Under FAA rules, which prescribe the equipment needed, how it is stored and the manpower to run it based on the size of the airport, his team has an hour to get the main runway cleared.
Lockers And A Shower
There are lockers, a shower and sleeping quarters for the crew if need be. On long days, Hlavacek said airport staff will provide breakfast and other morale boosting measures to keep the team going.
The maintenance crew works closely with the operations side of the airport that handles policing, firefighting, medical issues and security. A member of that team is assigned to drive the runways with a special device that measures friction and resistance on the surface of the runways.
If the resistance does not meet FAA regulations, the maintenance team is sent out with snowplows, blowers, brooms, deicing equipment or whatever else is needed to bring the runway into compliance.
“Whether it is water, ice, slush, snow — anything of that nature we take care of,” he said.
Hockey-Puck Sensors
In addition to the National Weather Service, the airport uses its own weather equipment to track when the maintenance team needs to launch. There are hockey puck-sized sensors embedded in the runways that feed wind speed, moisture, and temperature data to airport personnel.

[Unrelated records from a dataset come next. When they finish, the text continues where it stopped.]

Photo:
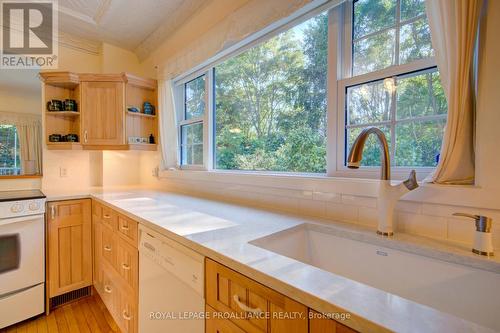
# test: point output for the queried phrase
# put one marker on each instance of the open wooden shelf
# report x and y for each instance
(63, 113)
(64, 146)
(139, 114)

“That tool we use quite heavily and then we can know when surfaces are going to freeze over,” Hlavacek said. “Sometimes we opt to pretreat a runway as a preventive measure to keep the ice off, using liquid or pellet deicer.”
The airport keeps about $50,000 worth of deicer on hand in 14 1-ton bags of pellets made of sodium acetate and gallons of liquid potassium acetate. Sand and salt are not allowed because of their potential to damage aircraft.
Animal Prevention
Snow is not the only adversary for the team. In the summer months, the crew has to keep the grass down to under 4 inches to help prevent animals from being attracted to the airfield area. Hlavacek said longer grass allows for worms, which attract birds, and then coyotes.

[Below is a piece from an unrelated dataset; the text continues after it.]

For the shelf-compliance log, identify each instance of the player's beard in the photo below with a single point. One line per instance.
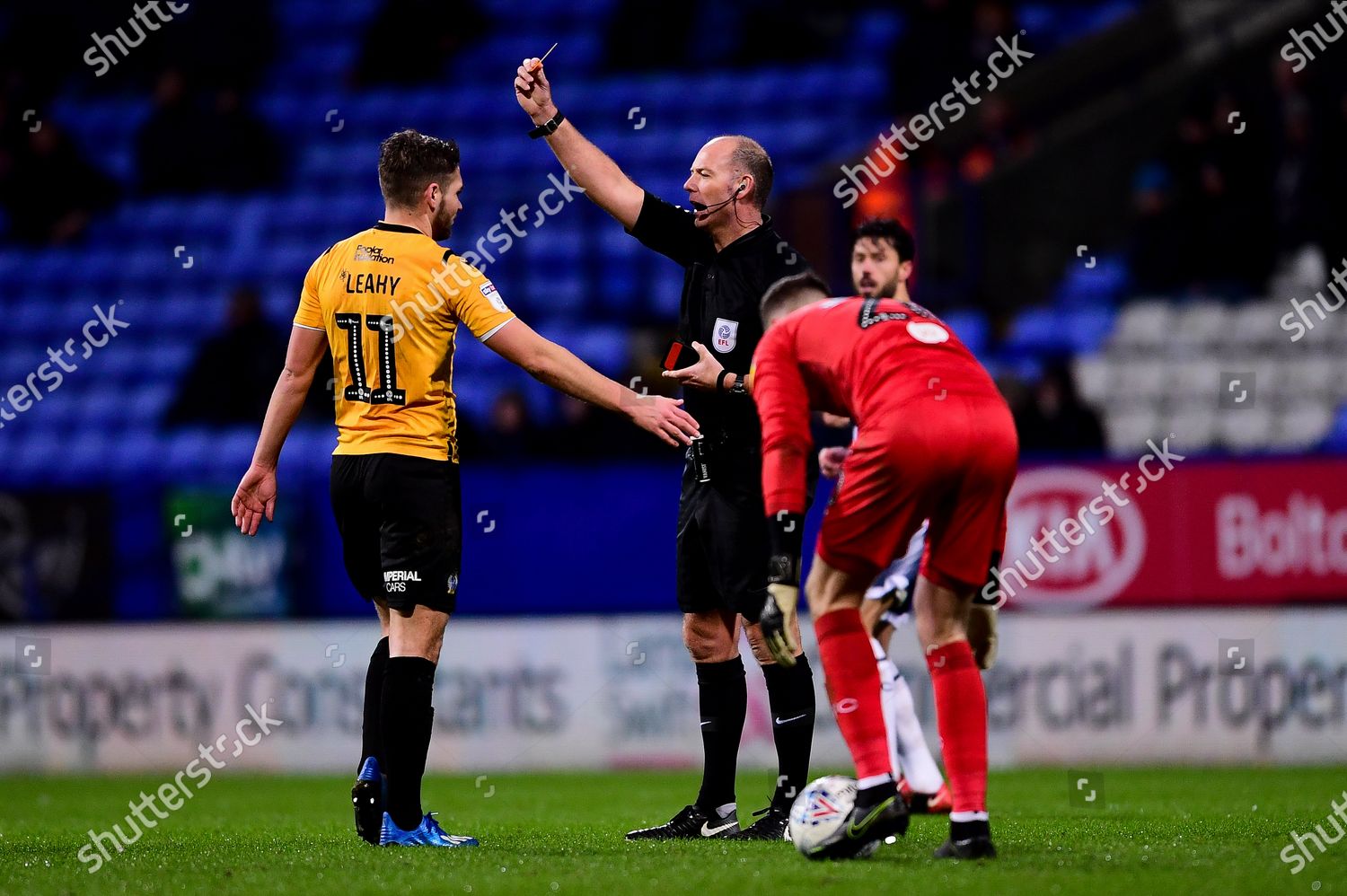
(442, 224)
(885, 291)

But sometimes wildlife finds a way to get in. More recently it has been turkeys and antelope. Years ago, a bull elk and even a bear have made an appearance at the Casper airfield.
Tactics to remove the animals include trying to push them off from the airfield area through a fence. If that does not work, the operations team is allowed to use lethal means.
One member of the grounds team spends 40 hours a week just continually mowing the runway and flight line areas.
While the hours can be long, Hvalacek said he enjoys coming into work every day.
“I love it and there is something different every day,” he said. “There is always a new challenge.”